The Chinese are busy boning up on English, but few know that many
English words have roots in the language of their neighbor India.
"Mandarin", the English word for an official in imperial China,
for example, is derived from the Sanskrit word "mantri", which
means counselor; and "orange" has its origins in the Sanskrit name
of the fruit.
It is through the efforts of Ji Xianlin-considered by many to be
the country's foremost Indologist-and his students that many
Chinese got to know the language of Sanskrit, the epic Ramayana and
other achievements of Indian civilization.
In a rare honor, the Indian government conferred Ji the Padma
Bhushan-one of the country's top civilian awards-on Republic Day on
Saturday. The 97-year-old scholar is the first Chinese to receive
the award.
Wang Bangbei, a professor of Sanskrit at Peking University, told
the Times of India newspaper: "This is a great event. The award
will have a positive effect on the way ordinary Chinese look at
India."
Ji chose to major in Sanskrit in 1936, when he was a student at
the University of Gottingen in Germany.

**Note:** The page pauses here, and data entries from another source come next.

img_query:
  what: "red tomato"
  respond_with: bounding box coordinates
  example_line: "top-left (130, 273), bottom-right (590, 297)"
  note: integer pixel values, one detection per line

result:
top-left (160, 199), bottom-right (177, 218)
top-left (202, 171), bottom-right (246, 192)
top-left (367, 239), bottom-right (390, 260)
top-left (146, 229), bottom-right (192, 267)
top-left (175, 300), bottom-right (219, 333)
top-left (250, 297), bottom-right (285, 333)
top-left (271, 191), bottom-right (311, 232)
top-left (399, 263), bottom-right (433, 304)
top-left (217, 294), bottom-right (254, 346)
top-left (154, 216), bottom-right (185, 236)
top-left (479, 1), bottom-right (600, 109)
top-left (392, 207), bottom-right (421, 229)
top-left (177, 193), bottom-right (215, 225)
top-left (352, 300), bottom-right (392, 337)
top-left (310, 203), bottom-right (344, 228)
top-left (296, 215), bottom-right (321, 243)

The reason was that
"Chinese culture has been so much influenced by Indian culture, and
great discoveries can be made in research on the two nations'
cultural relationship," he wrote in his best-selling biography 10
Years in Germany.
In the following seven decades, he made discoveries not only
about the spread of Buddhism from India to China but also about the
export of the skills of making paper and silk from China to
India.
He wrote seven books, including a short history of India, apart
from translating Ramayana from the original Sanskrit to Chinese in
poetry form.
He did the translation secretly during the "cultural revolution"
(1966-76). His memoir of the 10-year turmoil, titled Memoirs
from the Cowshed and published in 1998, touched the hearts of
millions of Chinese readers with the dignity of an intellectual in
the face of both physical and mental torture.